La voici dans le noir irisé de safran
ondulant des reins, sous ce voile transparent
accroché à son cou, quelques perles pâles
donnent un éclat en profondeur à ce beau hâle.
Lui, marche comme un somnambule
et se donne des allures de noctambule
marchant sur la plage d’un pas fragile et lent
les étoiles perchées lui donnent un air nonchalant.
Une odeur de cigarette alerte la jeune femme
seul le ressac se fait entendre sans drame.
Soudain lui se dresse à une encablure
la saise et s’empêtre dans sa robe telle une voilure.
Un rire en cascade se fait entendre, se moquerai-t-elle
son corps dégage une chaleur et sa bouche à un goût de miel
il va falloir éteindre la flamme qui brûle en lui
l’étreindre, la prendre et faire sien son huis.
Il ne peut la contraindre, il lui faut son consentement
alors il la caresse, la fait tordre et doucement
elle l’attire, et telle une walkyrie se donne à lui
nullement effarouchée elle gémit dans la nuit.

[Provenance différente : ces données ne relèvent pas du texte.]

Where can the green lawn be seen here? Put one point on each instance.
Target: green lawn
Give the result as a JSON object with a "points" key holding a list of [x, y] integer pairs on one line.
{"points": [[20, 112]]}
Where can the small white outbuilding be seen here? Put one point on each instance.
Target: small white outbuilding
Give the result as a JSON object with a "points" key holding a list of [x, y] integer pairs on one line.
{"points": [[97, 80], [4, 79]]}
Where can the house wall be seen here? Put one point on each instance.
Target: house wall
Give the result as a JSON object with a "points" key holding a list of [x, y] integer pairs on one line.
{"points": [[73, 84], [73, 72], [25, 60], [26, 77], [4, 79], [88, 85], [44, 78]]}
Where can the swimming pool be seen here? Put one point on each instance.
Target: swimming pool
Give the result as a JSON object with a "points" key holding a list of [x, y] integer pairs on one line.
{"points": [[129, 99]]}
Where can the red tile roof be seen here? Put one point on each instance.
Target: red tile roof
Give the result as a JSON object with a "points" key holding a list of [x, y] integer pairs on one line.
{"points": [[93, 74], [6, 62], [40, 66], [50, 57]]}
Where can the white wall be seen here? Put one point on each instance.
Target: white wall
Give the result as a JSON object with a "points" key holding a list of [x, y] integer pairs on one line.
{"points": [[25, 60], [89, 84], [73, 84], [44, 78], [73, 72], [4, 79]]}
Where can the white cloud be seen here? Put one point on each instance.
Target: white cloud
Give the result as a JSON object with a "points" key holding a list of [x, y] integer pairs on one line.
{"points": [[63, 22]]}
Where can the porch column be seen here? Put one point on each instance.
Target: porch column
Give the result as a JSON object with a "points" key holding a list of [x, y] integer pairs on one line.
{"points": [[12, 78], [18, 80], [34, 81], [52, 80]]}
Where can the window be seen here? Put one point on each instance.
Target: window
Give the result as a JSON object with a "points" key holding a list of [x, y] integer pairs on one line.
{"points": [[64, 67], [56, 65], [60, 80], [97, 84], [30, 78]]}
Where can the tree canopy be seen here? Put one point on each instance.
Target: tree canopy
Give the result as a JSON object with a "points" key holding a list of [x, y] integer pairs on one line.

A tâton il cherche son sein et l’embrasse
elle tremble d’impatience et a beaucoup d’audace.
puis roulant comme les vagues sur la plage
ils accomplissent cet acte fougueux et sauvage.
Sur la peau de l’adorable traîtresse
ses mains sa bouche laissent des caresses.
Elle se lève remet son long voile l’embrasse
disparaît dans la nuit, éclairée par la lune, tel une grâce.